阿木:在北京当盲流被抓的那些日子
昨天去亚运村的彝家肴餐厅吃饭,二哥(彝人制造的老二)曲比哈日正在店里招呼客人,如今他是这里的老板。因此这里成了我们朋友碰面的聚点。
和往常一样,彝族人聚会,喝酒唱歌是重头戏。在此起彼伏的歌声里,酒杯你来我往,几杯酒下肚,和二哥不觉聊到了以前,我们刚来北京时的一些往事。
刚来北京两个星期时,有个朋友叫梁华民,推荐我们签约给鸟人唱片。现在鸟人唱片在音乐圈是赫赫有名,但那时却正是公司最艰难时期。办公地点只有十几平米的一个小空间,我们三兄弟又没有经济来源,刚开始的时候就在公司打地铺,但碍于办公不方便,过了一段时间我们只能搬出公司,到哪里才有我们的安身之处呢,三个人身无分文,没有一个角落能够容纳我们,公司老板最终决定给我们在石景山附近的一个村子里租一间房子。
我想这间房子是我住过的最小的房间,也是全北京最便宜的房间了,100元一个月。房间里摆放了一张木板垫起来的双人床,还有一张单人床,已经没有空间再摆放任何东西,有朋友来找我们玩儿进屋就是直接上床,呵呵!住的地方是解决了,吃的也得全靠自己,我们在门外屋檐下摆放了一个蜂窝煤炉,这就是我们的厨房了,平日里都是自己做饭吃,生活比较平淡,我们买最便宜的小菜,一般都是煮一锅白菜打一碟蘸水,就着白米饭就是我们的一顿好伙食。
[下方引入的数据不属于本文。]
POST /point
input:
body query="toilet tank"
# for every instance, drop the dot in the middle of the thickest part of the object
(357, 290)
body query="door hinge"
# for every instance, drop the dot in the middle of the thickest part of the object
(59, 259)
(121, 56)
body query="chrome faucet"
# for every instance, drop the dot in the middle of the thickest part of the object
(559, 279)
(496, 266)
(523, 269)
平日里最高兴的事儿是朋友来看我们,因为只要有朋友来就肯定会到饭馆吃肉喝酒,当然最后还是朋友买单。每天吃过晚饭,我们就背着吉他到农家的果园里,坐在树下练歌,不时会引来许多人的目光,慢慢地在那里结识了一些朋友,小卖部的阿姨愿意赊账给我们了,联防队长也开始知道这个村子里住着三个爱唱歌的彝族小伙子,并常常来听我们唱歌。
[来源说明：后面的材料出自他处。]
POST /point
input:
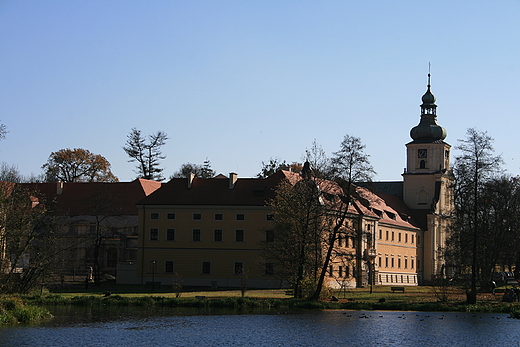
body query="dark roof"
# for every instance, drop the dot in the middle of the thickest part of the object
(216, 191)
(388, 187)
(93, 198)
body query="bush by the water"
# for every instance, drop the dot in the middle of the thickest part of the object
(13, 310)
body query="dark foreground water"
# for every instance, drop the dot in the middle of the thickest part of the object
(309, 328)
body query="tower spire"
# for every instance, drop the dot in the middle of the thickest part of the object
(428, 130)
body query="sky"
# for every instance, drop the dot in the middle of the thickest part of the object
(240, 82)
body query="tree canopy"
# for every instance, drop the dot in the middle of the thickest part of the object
(77, 165)
(274, 164)
(200, 171)
(146, 151)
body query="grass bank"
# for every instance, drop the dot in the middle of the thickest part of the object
(14, 310)
(382, 298)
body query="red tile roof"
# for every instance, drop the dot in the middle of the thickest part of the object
(258, 192)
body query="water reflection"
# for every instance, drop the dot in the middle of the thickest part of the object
(128, 327)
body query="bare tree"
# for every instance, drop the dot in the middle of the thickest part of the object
(146, 152)
(274, 164)
(200, 171)
(474, 167)
(320, 163)
(3, 131)
(296, 247)
(351, 164)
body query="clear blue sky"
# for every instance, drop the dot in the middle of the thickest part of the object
(238, 82)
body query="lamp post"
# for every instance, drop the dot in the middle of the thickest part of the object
(153, 274)
(371, 256)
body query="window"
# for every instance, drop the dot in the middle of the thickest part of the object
(239, 235)
(170, 234)
(239, 268)
(154, 234)
(112, 257)
(168, 266)
(217, 235)
(269, 236)
(152, 266)
(269, 269)
(340, 240)
(206, 267)
(196, 235)
(422, 197)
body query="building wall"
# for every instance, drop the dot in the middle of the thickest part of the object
(180, 242)
(399, 255)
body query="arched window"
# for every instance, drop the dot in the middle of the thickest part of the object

一天夜里,我们都已进入梦乡。突然不远处有越来越大的狗叫声和咚咚的敲门声响起,平时哈日的警觉性都比我和哈布强,他赶紧起来叫我们起床,说可能有人来找我们,哈布懒懒洋洋地躺在床上不愿意离开温暖的棉被,哈日打开门一看,几束手电筒光立即照了进来,有一个黑影大声说:
“拿你们的暂住证来看看”。
我们生活这么贫困,哪里还有闲钱办理暂住证,所以就只能告诉他们:
“我们还没来得及办理,过两天就去就去办”。
黑影毫不客气的说:"赶紧穿衣服上车”。
我们忙问有什么事儿吗?黑影大声说:“快!你们三个都快上车,赶快穿上衣服”。
我们只能穿上衣服跟随黑影走出院门,胡同内好多人群都朝一个方向流动,来到一个宽敞的平坝上,看见一辆中巴车上坐满了人,在车上仔细一看发现都是外地的农民工。车上已经没有座位了,我们三个坐在中间的加座上默默地等待着将要发生的事儿,过一会儿我看到联防队长也上了车,手里拿一个超级大的手电筒往所有人的脸上照,不停地问旁边的人:
“都齐了吗?都齐了吗?看看还有没有落下的”。
手电筒的光突然照在我们三个人的脸上,停顿了一下。一会儿队长突然说:
“哎哟我的小祖宗,你们怎么也上来了”?
“是你的手下把我们抓上车的”。
队长:“来来来,快下车,你们仨快回去睡觉吧”。
我们愣了一会儿:“谢谢队长!”
这时车上有几个人叫起来了:“凭什么他们就可以回去?难道他们有暂住证吗?”
队长说:“他们正在办理,只不过还没办理好而已,都别废话,赶紧开车,走人”。
因为队长的“没有秉公处理”,我们逃过了一劫。到现在偶尔谈起,我们心里都还感念队长的“义气”。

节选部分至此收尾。